Все-таки это очень обидное заблуждение, то, что южноуральская литература будто бы явление необязательное: есть она - ладно, нет ее - тоже ладно. И так хорошо, и так неплохо. Но если она и есть, то как нечто иллюзорное, эфемерное, невесомое, игровое, досужее, обитающее где-то на окраине, в одном из переулков, а не в центре обитания и сознания. Южноуральская литература, как вся литература, как вся культура и вообще духовность, была и остается Золушкой, которая так и не попала на свой бал.

В обыденном сознании, и не только в нем, мы привычно ставим кобылу материального впереди телеги духовного. Это, казалось бы, так аксиомно: сначала - тело, потом - душа, сначала - обед, потом - песни. При этом обед - условие жизни, а песни - развлечение, баловство.

Но не потому ли мы так долго, трудно и нудно решаем проблемы материального, что бездумно отодвигаем от себя "на потом" проблемы духовного?

Как ни странно, мы забыли о том, что человека сделала человеком духовность. В слове "промышленность" спрятано слово "мысль". Сначала мысль, потом - продукт. Сначала проект, потом - дворец. Сначала голова, потом - руки.

Советский ученый Эвальд Ильенков, марксист, но не ортодокс, проповедовал "идеализм". Он утверждал, что человечество производит не только (видимый) материальный продукт, но и (невидимый) идеальный продукт. Оно переводит действительность в идеальную форму, которая существует вне головы, независимо от людей, где-то, неизвестно где...

По Ильенкову, "в психике человека нет ровно ничего наследственного". Наоборот, "человек - существо целиком социальное". Каждый из нас "набит" обществом. Это значит, что человека делает не "природа", а само человечество. По своему образу и подобию. С первого дня рождения (и даже до него) мать, отец, родственники, воспитатели, учителя, наставники, кумиры только то и делают, что напичкивают ребенка тем, что называется культурой народа и всего человечества.

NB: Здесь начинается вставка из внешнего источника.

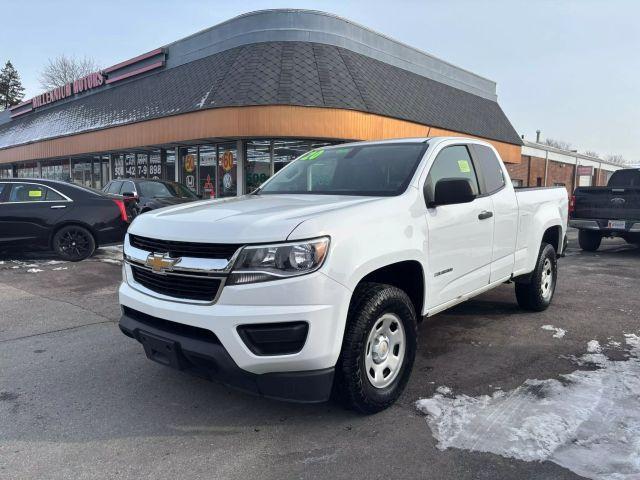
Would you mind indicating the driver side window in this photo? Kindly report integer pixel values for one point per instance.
(452, 162)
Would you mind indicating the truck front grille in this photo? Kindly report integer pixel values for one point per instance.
(188, 287)
(185, 249)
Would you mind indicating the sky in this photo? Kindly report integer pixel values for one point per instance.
(567, 67)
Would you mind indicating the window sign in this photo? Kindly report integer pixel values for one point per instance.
(155, 166)
(130, 165)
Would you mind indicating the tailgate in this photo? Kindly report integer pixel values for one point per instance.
(607, 203)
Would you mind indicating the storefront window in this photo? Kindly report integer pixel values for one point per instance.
(188, 168)
(227, 169)
(97, 174)
(118, 166)
(207, 171)
(155, 165)
(258, 166)
(5, 171)
(82, 172)
(170, 165)
(130, 165)
(142, 166)
(285, 151)
(27, 170)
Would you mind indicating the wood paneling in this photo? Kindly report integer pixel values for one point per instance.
(237, 122)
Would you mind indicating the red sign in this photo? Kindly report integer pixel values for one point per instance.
(92, 80)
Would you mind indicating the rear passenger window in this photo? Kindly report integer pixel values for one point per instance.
(26, 192)
(490, 169)
(114, 187)
(452, 162)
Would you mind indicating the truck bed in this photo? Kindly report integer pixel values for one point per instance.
(607, 203)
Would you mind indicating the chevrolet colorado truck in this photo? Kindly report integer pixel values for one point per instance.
(611, 211)
(315, 282)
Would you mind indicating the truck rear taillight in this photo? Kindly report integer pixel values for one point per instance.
(122, 208)
(572, 204)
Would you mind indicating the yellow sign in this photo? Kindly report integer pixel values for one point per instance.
(464, 166)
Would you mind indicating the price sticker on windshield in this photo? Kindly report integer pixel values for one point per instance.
(464, 166)
(312, 155)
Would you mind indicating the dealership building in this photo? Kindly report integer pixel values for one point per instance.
(225, 108)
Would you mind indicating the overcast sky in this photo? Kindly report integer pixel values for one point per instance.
(570, 68)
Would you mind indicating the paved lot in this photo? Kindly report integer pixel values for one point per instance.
(79, 400)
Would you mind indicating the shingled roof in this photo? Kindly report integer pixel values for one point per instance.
(270, 73)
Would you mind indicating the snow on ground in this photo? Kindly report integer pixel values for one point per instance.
(559, 332)
(587, 421)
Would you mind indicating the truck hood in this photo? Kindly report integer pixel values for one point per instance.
(247, 219)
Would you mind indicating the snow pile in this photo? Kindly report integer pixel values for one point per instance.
(559, 332)
(588, 421)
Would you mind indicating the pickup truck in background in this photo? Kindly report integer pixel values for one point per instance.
(316, 281)
(611, 211)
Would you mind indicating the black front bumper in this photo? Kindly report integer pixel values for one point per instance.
(199, 351)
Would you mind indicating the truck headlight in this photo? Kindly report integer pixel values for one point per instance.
(262, 263)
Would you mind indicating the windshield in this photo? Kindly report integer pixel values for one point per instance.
(164, 190)
(370, 170)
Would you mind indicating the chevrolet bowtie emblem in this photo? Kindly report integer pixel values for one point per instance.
(160, 262)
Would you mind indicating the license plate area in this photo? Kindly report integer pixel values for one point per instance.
(616, 224)
(162, 350)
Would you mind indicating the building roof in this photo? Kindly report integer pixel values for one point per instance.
(259, 72)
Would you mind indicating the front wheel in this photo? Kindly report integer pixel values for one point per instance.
(74, 243)
(537, 293)
(589, 240)
(378, 349)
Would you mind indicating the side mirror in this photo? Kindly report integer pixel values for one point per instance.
(450, 191)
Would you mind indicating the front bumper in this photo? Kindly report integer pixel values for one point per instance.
(186, 349)
(315, 299)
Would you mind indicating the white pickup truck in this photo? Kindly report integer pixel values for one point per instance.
(316, 281)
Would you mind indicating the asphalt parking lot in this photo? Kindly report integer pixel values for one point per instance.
(80, 400)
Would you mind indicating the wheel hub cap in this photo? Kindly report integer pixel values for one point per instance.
(385, 349)
(547, 280)
(380, 349)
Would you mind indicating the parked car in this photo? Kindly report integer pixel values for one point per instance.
(66, 218)
(611, 211)
(317, 279)
(151, 194)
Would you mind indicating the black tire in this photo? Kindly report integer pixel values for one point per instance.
(589, 240)
(74, 243)
(533, 295)
(370, 302)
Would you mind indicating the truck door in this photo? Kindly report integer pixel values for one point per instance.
(491, 174)
(460, 236)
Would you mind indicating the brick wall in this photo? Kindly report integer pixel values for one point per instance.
(531, 171)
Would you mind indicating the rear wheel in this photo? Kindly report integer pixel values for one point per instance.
(74, 243)
(378, 349)
(536, 295)
(589, 240)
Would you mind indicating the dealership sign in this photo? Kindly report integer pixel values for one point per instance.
(128, 69)
(83, 84)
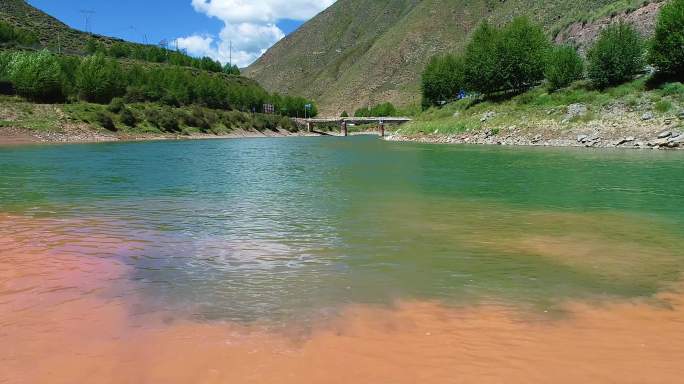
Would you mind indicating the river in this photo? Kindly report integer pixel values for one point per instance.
(339, 260)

Они вводят в его мозг и сердце не только опыт, который накопили сами, но и опыт всех людей, когда-либо живших на земле. С первого дня рождения и всю жизнь человек пребывает в "облаке" культуры, той идеальной действительности, которая есть главный багаж человечества, его сокровищница, его сущность и орудие выживания. Кому-то даны острые клыки, кому-то острые глаза, кому-то острый нюх, кому-то острый слух, а человеку дан острый мозг.

Может погибнуть все материальное, но оно восстановится и возродится, если выживет идеальное. Но если идеальное погибнет, наша планета останется без людей.

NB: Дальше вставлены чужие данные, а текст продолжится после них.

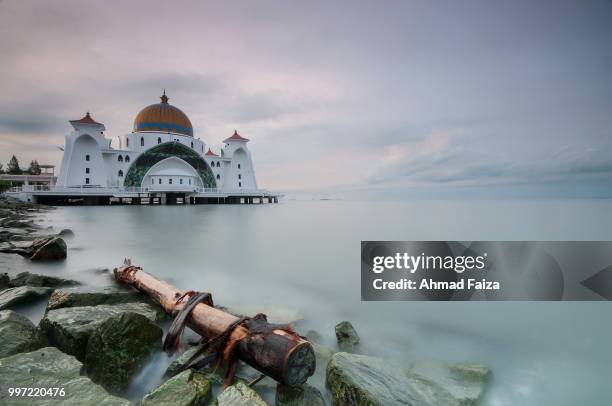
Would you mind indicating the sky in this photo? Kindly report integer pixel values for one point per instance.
(362, 99)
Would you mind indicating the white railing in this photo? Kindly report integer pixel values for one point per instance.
(97, 189)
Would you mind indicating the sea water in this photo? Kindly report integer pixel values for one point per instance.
(300, 261)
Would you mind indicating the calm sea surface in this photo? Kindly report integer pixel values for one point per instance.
(300, 260)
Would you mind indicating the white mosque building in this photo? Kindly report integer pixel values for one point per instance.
(159, 162)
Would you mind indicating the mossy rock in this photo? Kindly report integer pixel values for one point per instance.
(22, 294)
(51, 368)
(189, 388)
(240, 394)
(17, 334)
(70, 328)
(362, 380)
(76, 297)
(119, 347)
(304, 395)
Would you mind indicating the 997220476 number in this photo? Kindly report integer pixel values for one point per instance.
(37, 392)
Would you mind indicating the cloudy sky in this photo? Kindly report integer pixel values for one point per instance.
(361, 98)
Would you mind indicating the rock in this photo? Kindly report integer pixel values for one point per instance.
(14, 296)
(47, 249)
(347, 336)
(304, 395)
(50, 368)
(119, 347)
(76, 297)
(363, 380)
(446, 384)
(184, 357)
(13, 231)
(4, 281)
(322, 352)
(32, 279)
(69, 328)
(185, 389)
(17, 334)
(239, 394)
(41, 249)
(314, 336)
(18, 224)
(66, 233)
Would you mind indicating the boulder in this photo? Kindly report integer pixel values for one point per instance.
(69, 328)
(41, 249)
(322, 352)
(51, 368)
(240, 394)
(189, 388)
(440, 383)
(363, 380)
(14, 296)
(17, 334)
(304, 395)
(119, 347)
(66, 233)
(184, 357)
(48, 249)
(75, 297)
(4, 281)
(18, 224)
(32, 279)
(347, 336)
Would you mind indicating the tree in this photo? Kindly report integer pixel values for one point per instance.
(13, 167)
(34, 168)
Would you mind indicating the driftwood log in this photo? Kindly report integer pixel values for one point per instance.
(287, 358)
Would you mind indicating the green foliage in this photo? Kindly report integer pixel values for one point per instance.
(12, 167)
(34, 168)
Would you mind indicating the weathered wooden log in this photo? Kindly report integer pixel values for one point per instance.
(285, 357)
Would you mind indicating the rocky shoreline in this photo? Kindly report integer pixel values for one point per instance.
(93, 342)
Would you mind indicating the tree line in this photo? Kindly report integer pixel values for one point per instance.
(13, 168)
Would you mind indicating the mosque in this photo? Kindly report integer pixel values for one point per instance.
(159, 162)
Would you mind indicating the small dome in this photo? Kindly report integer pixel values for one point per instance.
(163, 117)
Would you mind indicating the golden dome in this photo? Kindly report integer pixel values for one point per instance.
(163, 117)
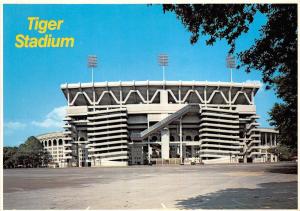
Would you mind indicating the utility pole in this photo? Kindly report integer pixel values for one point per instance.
(230, 61)
(163, 60)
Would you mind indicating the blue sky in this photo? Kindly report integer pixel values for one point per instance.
(126, 38)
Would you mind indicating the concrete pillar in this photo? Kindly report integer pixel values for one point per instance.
(193, 151)
(165, 143)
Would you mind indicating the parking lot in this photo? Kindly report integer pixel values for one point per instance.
(232, 186)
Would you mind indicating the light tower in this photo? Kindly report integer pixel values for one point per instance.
(92, 63)
(230, 61)
(163, 60)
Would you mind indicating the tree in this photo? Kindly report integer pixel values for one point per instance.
(274, 53)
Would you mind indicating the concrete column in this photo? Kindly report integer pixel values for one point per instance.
(165, 143)
(193, 151)
(180, 138)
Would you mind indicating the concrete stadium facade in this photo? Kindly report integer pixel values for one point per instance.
(123, 123)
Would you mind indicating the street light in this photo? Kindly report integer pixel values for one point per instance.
(92, 63)
(230, 60)
(163, 60)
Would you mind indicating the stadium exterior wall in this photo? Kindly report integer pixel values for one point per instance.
(127, 123)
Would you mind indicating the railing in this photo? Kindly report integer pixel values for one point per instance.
(159, 125)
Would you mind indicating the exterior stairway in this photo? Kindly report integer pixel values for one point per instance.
(166, 121)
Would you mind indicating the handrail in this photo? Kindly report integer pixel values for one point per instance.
(159, 125)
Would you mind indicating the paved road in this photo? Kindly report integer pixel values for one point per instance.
(240, 186)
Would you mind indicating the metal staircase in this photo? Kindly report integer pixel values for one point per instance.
(166, 121)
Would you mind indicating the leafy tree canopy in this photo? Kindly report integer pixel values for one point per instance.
(274, 53)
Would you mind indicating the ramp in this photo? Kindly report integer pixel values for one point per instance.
(166, 121)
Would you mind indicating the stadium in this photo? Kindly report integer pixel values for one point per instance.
(161, 122)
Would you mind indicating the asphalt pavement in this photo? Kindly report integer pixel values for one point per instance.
(230, 186)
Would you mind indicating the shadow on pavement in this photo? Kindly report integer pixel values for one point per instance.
(276, 195)
(291, 169)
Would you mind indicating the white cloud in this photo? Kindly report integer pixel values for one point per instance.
(14, 125)
(54, 119)
(11, 127)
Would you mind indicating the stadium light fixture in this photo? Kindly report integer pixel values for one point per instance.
(163, 60)
(230, 60)
(92, 63)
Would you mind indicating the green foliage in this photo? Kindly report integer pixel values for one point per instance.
(283, 152)
(29, 154)
(274, 53)
(9, 160)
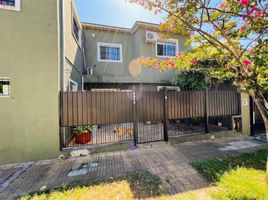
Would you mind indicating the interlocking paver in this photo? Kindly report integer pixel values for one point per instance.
(170, 163)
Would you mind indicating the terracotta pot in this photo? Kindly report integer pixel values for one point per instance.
(82, 138)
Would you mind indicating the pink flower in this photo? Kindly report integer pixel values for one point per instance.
(195, 62)
(181, 53)
(158, 64)
(224, 5)
(244, 2)
(246, 62)
(242, 29)
(171, 64)
(258, 14)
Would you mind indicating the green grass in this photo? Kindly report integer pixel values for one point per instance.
(242, 184)
(134, 185)
(212, 169)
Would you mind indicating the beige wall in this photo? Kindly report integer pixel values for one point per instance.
(245, 112)
(30, 57)
(73, 52)
(133, 46)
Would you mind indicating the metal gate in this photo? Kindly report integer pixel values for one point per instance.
(150, 116)
(257, 124)
(143, 116)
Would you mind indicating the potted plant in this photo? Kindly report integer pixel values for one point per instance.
(82, 134)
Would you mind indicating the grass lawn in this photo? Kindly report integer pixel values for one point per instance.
(236, 177)
(212, 169)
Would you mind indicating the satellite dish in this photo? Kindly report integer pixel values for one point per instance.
(134, 67)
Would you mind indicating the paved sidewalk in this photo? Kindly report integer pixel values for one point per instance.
(170, 163)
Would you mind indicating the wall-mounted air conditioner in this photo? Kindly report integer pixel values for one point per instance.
(151, 36)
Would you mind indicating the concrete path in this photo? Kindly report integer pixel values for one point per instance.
(170, 163)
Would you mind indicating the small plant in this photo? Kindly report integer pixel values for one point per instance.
(82, 134)
(82, 129)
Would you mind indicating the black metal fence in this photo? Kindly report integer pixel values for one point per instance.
(135, 115)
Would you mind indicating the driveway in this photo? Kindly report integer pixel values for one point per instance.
(170, 162)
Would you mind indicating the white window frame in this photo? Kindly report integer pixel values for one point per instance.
(175, 41)
(72, 82)
(7, 78)
(15, 8)
(99, 44)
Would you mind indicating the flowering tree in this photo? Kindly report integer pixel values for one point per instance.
(232, 33)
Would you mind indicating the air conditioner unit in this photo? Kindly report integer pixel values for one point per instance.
(151, 36)
(89, 70)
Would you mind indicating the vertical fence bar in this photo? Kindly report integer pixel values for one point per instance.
(135, 128)
(60, 120)
(206, 113)
(165, 115)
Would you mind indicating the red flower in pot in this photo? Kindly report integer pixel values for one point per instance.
(82, 134)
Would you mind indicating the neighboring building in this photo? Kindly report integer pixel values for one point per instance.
(41, 54)
(110, 50)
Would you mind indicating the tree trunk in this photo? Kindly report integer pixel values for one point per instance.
(261, 104)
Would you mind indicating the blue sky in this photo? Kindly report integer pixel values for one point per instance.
(114, 12)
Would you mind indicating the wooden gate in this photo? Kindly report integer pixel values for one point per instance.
(140, 116)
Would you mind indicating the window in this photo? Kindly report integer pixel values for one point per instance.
(168, 49)
(109, 52)
(4, 86)
(10, 4)
(73, 86)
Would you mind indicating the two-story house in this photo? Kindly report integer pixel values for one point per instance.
(45, 49)
(112, 52)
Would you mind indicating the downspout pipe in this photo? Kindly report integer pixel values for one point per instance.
(62, 44)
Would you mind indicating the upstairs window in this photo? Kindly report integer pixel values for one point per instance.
(109, 52)
(10, 4)
(4, 86)
(168, 49)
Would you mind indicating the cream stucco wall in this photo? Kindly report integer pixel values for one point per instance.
(29, 55)
(74, 65)
(245, 112)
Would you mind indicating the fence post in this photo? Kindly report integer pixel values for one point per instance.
(135, 123)
(165, 115)
(206, 111)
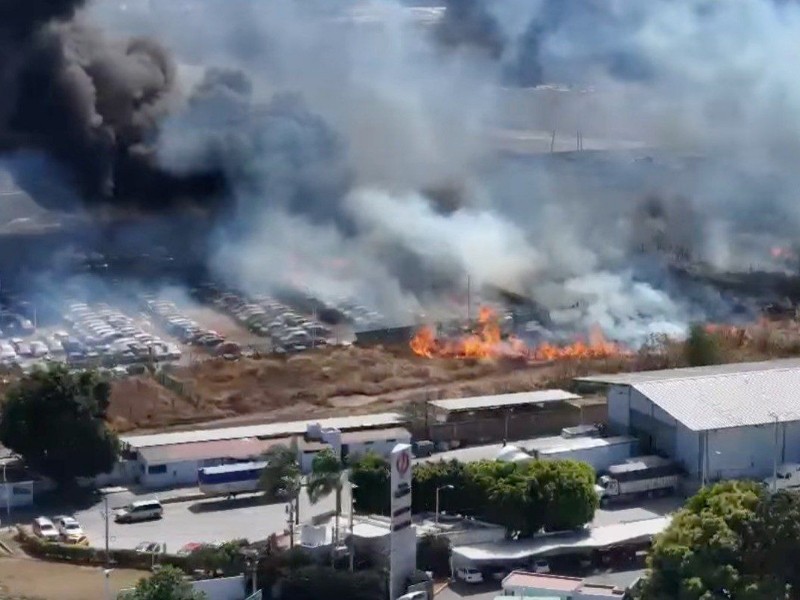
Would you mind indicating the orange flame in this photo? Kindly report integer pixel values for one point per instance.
(487, 342)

Я не знаю, что "первей", курица материального или яйцо идеального. Наверное, они переплетены одним единством, в котором одно перетекает в другое. И если соотносить их, одно с другим, то лучший знак между ними - равенство. Его-то, к сожалению, и нет.

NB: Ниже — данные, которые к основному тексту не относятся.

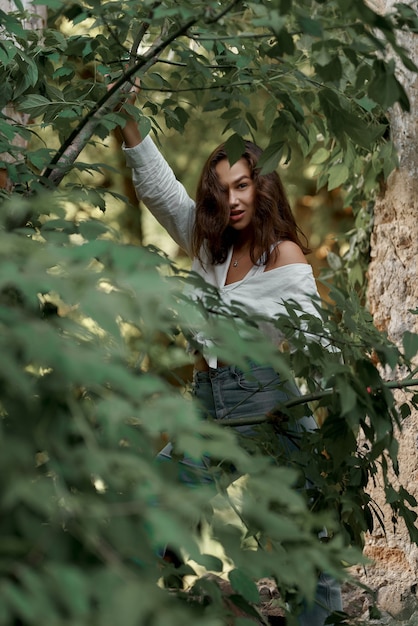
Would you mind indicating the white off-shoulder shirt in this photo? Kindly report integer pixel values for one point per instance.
(260, 293)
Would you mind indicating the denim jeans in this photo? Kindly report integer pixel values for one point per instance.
(228, 393)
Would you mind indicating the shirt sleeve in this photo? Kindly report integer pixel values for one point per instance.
(166, 198)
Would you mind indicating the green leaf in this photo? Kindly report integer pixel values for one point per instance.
(235, 148)
(338, 175)
(271, 157)
(243, 585)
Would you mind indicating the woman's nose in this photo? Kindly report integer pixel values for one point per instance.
(232, 198)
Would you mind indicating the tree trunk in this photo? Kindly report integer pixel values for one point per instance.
(392, 295)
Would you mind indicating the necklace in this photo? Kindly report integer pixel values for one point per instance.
(235, 263)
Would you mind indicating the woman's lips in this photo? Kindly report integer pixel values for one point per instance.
(234, 216)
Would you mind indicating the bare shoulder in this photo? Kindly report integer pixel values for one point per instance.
(287, 252)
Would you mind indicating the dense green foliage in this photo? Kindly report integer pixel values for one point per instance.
(92, 328)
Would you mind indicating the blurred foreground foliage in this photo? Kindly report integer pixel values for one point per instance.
(91, 331)
(92, 328)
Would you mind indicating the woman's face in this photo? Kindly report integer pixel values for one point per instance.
(238, 185)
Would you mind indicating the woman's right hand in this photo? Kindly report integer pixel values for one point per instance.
(130, 131)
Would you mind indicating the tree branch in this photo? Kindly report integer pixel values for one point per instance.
(80, 136)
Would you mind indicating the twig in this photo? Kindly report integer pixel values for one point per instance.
(80, 136)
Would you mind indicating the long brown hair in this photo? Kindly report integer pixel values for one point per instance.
(273, 218)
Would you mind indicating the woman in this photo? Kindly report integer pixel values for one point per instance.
(243, 240)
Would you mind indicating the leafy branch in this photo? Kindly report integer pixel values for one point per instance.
(80, 136)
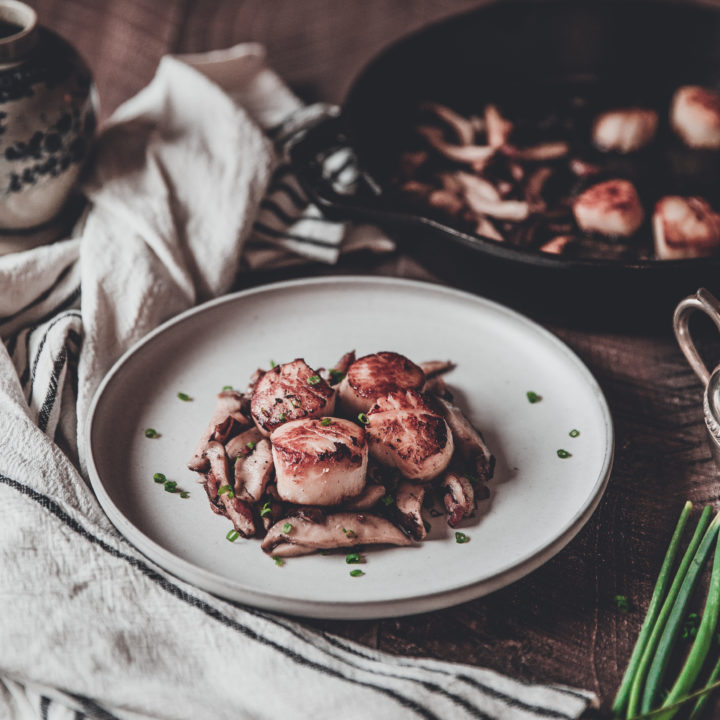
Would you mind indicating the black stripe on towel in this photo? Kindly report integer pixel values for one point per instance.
(27, 375)
(485, 689)
(272, 232)
(49, 403)
(40, 298)
(53, 508)
(273, 207)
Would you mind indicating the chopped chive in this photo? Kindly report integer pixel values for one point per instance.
(336, 376)
(621, 603)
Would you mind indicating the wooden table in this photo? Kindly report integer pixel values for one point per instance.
(560, 624)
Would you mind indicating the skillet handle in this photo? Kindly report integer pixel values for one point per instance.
(363, 201)
(706, 302)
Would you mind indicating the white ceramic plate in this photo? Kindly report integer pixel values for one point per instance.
(539, 501)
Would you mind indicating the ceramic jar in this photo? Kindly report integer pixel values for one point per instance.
(48, 111)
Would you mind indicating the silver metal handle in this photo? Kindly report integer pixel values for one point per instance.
(707, 303)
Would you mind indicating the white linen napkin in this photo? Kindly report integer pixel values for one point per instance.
(183, 187)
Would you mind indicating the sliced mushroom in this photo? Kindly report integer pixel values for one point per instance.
(228, 402)
(458, 496)
(294, 536)
(478, 186)
(253, 471)
(486, 229)
(461, 126)
(557, 245)
(408, 508)
(476, 156)
(624, 130)
(498, 128)
(695, 116)
(445, 201)
(685, 228)
(538, 153)
(239, 512)
(610, 208)
(516, 210)
(469, 441)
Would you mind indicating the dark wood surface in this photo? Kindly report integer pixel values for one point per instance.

Нет, южноуральская литература не так легковесна, как может показаться. Ее невозможно "исключить" из жизни. Она не может "пропасть", исчезнуть. Не вычеркнуть из истории "палатку с зеленым оконцем" Ручьева, "синий Урал" Татьяничевой, "Урал суровый, а на сердце нежность" Львова и его же "домны - святые", "ущелье крылатых коней" Скворцова и многое другое. Но южноуральская литература - это не только полсотни профессиональных писателей. Это сотни любителей из литературных объединений. Это тысячи тех, кто пишет "для себя". Это сотни тысяч почитателей, испытавших вкус слова. Это все мы, да, все мы, норовящие втиснуть "стишок" в любой поздравительный адрес, и те, которые вдруг берутся писать стихи "по-настоящему". Мы в этой атмосфере живем, ею дышим и потому ее не замечаем.

Литература Южного Урала вносит свои крупицы в драгоценную сокровищницу идеальной действительности, которую создает человечество.

Я и представить не могу, что произойдет в нашей жизни, если вдруг исчезнет литература.